Muzzle Energy = Firearm Power?
I am still very much in the learning stages of firearms, but I do have a question about muzzle energy... Is it save to say a firearm with a higher muzzle energy is a more powerful firearm? Providing there isn't horrible overpenatration, wouldnt the muzzle energy stat be a good one for figuring how effective the round itself is as a defensive man (or woman :knockedout: ) stopper?
I understand that I am very safe with anything 9mm and above, but I'd like to understand the science behind whats going on as much as possible.
Thank in advance, everybody.
IPSC definition of power may be useful...

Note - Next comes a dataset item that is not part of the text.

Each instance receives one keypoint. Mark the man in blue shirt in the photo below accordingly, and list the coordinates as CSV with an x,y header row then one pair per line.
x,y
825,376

"Power" is one of those nouns with multiple meanings. I looked in the dictionary and it listed about 10 different definitions.

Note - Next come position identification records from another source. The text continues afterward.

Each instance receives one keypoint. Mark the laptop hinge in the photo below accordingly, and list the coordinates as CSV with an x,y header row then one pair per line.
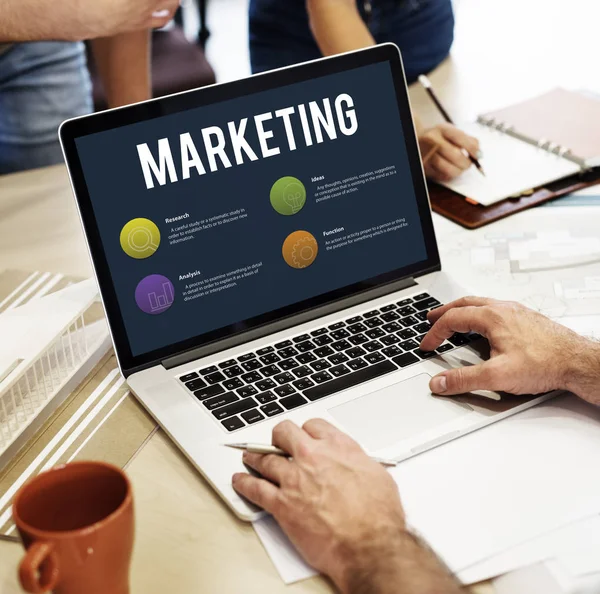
x,y
284,324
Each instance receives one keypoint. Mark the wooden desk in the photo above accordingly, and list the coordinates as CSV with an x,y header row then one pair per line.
x,y
187,542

In physics class a long time ago, the professor said that power was the rate at which work was done, and showed us an equation for calculating power. Typical units for power were horsepower or foot-pounds per second, as I recall.
In handgun shooting sports, the IPSC defines the "power factor" of a gun and ammunition as the product of bullet weight (grains) times muzzle velocity (feet per second) divided by 1,000. Using this definition, the power factor of some common ammo would be:
A 230 grain .45 ACP bullet at 850 fps.......power factor 196
A 155 grain .40 cal. bullet at 1205 fps......power factor 187
A 115 grain 9mm bullet at 1225 fps.........power factor 141
A 240 grain .44 mag. bullet at 1180 fps....power factor 283
As you can see, this power factor is just momentum (mass times velocity) divided by a constant. Personally, I am willing to use this definition whenever I wonder if .44 magnum is more powerful than 9mm, etc. Based on these numbers, I'd say the .44 magnum is about twice as powerful as the 9mm.